NH: And you were doing this over standards?
nh: Yes. I vividly recall a spontaneous version of All The Things
You Are where Josh and I dropped to half-time, then modulated up
to six and finally back to atempo over the course of a chorus. Lee gave
us the look of death! I also remember playing Yesterdays one
night and Josh playing all sorts of harmonic anticipations and delays.
These, and many others, were concepts we were experimenting with and
adding to our vocabularies.
NH: Who were the influences at this time?
nh: Charles Mingus' bands with Dannie Richmond was a very big influence,
the way the rhythm section would lead the way. I can also clearly remember
the day I got Derek Baileys book. I immediately made Lee and Josh read
it. I know that Lee grew up with Phil Woods and similar players, and
at this time he was getting into Ornette Coleman, Eric Dolphy, Anthony
Braxton and such. But you would really have to ask him. With Josh, I
have no idea. I know he listens to everything from Jaco to Richard Davis
to Jonas Hellborg to Sting. Again, you are going to have to ask him.
Personally, I was still very much into Tony Williams, Paul Motion, Elvin
Jones, and Jack DeJohnette but also starting to listen to more Europeans
(Tony Oxley, Han Bennink, Paul Lytton) and the downtown scene (Masada,
Bloodcount, Barondown, etc...).
NH: When did your compositions become a focal point?
nh: Earlier versions of the band had played several of my tunes, but
the first tune I was happy with was one rainy night. The solo
section for this was originally a G locrain vamp, but ended up as an
open improvising territory. This opened many new playing (and compositional)
concepts for us as a band. I was still writing quite a few tunes that
were trying to sound like standards. Around this time I dropped that
concept and really began to work on what I was hearing in my head. For
a while we mixed these tunes in with standards, until about the time
we released the first CD, by which time we had band books and were playing
my compositions almost exclusively.
NH: What was the concept behind promises (the first RTO CD)?

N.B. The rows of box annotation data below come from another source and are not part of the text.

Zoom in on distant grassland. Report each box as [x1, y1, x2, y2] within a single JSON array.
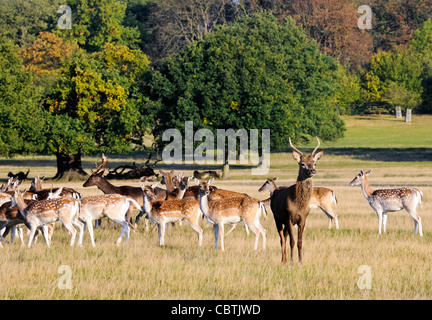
[[0, 115, 432, 300]]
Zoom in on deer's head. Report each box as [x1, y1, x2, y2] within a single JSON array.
[[289, 137, 324, 180], [83, 153, 108, 188], [349, 170, 372, 187], [195, 178, 214, 196], [258, 178, 277, 192], [140, 181, 158, 200]]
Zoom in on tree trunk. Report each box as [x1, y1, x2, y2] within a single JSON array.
[[53, 152, 87, 180], [222, 146, 230, 179]]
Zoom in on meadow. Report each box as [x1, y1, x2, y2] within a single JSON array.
[[0, 116, 432, 300]]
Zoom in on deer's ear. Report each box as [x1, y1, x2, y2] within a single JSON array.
[[293, 150, 302, 163], [314, 150, 324, 162]]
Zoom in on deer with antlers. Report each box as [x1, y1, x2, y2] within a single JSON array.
[[350, 170, 423, 236], [83, 154, 168, 228], [28, 175, 82, 200], [195, 178, 267, 251], [258, 178, 339, 229], [270, 138, 324, 264]]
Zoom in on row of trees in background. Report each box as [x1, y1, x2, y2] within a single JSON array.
[[0, 0, 432, 177]]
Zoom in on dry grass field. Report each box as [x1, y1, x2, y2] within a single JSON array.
[[0, 115, 432, 300]]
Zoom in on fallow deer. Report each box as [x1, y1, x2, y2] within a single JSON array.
[[350, 170, 423, 236], [141, 183, 203, 246], [270, 138, 324, 264], [29, 175, 82, 200], [11, 190, 84, 248], [83, 153, 168, 229], [258, 178, 339, 229], [195, 178, 266, 251], [78, 194, 141, 247]]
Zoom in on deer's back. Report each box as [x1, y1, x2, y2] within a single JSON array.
[[369, 187, 421, 211]]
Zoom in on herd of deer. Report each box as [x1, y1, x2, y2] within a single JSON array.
[[0, 138, 423, 263]]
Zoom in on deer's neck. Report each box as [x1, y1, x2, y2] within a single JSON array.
[[176, 187, 187, 200], [143, 195, 153, 216], [97, 178, 118, 193], [360, 175, 373, 200], [200, 193, 209, 217], [295, 178, 314, 206]]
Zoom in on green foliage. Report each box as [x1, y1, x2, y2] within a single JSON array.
[[56, 0, 139, 52], [151, 13, 343, 149], [47, 43, 149, 153], [364, 48, 423, 113], [0, 36, 46, 156]]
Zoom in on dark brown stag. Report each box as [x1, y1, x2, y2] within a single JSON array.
[[270, 138, 324, 264]]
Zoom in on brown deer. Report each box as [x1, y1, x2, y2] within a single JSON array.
[[10, 190, 84, 248], [258, 178, 339, 229], [83, 153, 168, 226], [29, 175, 82, 200], [350, 170, 423, 236], [195, 178, 266, 251], [141, 183, 203, 246], [270, 138, 324, 264]]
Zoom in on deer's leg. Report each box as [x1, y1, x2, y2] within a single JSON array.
[[284, 221, 295, 264], [219, 223, 225, 251], [297, 222, 305, 264], [158, 221, 165, 247], [213, 223, 219, 250], [405, 208, 423, 237], [186, 220, 203, 246], [41, 225, 50, 248], [72, 219, 84, 247], [383, 212, 387, 233], [27, 225, 36, 248], [85, 217, 96, 247], [376, 210, 382, 234], [276, 222, 286, 263]]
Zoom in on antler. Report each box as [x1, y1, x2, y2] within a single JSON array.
[[312, 137, 320, 155], [92, 153, 108, 174], [289, 138, 303, 154]]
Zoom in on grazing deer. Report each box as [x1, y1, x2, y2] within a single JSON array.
[[270, 138, 324, 264], [159, 170, 176, 192], [258, 178, 339, 229], [195, 178, 266, 251], [11, 190, 84, 248], [350, 170, 423, 236], [83, 153, 168, 229], [29, 175, 82, 200], [78, 194, 141, 247], [141, 183, 203, 246]]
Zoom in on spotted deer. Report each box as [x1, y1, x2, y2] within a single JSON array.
[[270, 138, 324, 264], [258, 178, 339, 229], [195, 178, 266, 251], [350, 170, 423, 236], [141, 182, 203, 246], [11, 190, 84, 248]]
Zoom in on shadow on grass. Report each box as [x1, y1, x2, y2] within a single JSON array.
[[325, 148, 432, 162]]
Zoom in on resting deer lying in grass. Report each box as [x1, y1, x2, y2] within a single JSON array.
[[195, 178, 266, 251], [11, 190, 84, 248], [258, 178, 339, 229], [270, 138, 324, 264], [141, 183, 203, 246], [350, 170, 423, 236]]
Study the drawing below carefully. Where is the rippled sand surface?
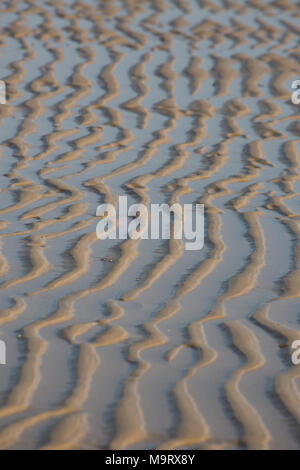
[0,0,300,449]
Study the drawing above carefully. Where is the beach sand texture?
[0,0,300,449]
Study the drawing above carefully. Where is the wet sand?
[0,0,300,449]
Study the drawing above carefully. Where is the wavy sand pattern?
[0,0,300,449]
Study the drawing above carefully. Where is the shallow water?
[0,0,300,449]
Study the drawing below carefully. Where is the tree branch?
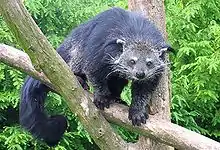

nh: My great-grandmother (Stella Hubbard) was an incredible painter/artist.
Around this time I had purchased a Pete LaRoca CD intitled Turkish Woman
at the Bath. As you might know, the compositions on this CD were all
inspired by a painting by Jean Auguste Dominique Ingres. I thought that
if Pete can write a record around a painting, why can't I? So I started
writing these tunes. I believe blurred image was first, but they
all got done. Each composition corresponds to a painting, or in the
case of promises, about my feeling surrounding the paintings.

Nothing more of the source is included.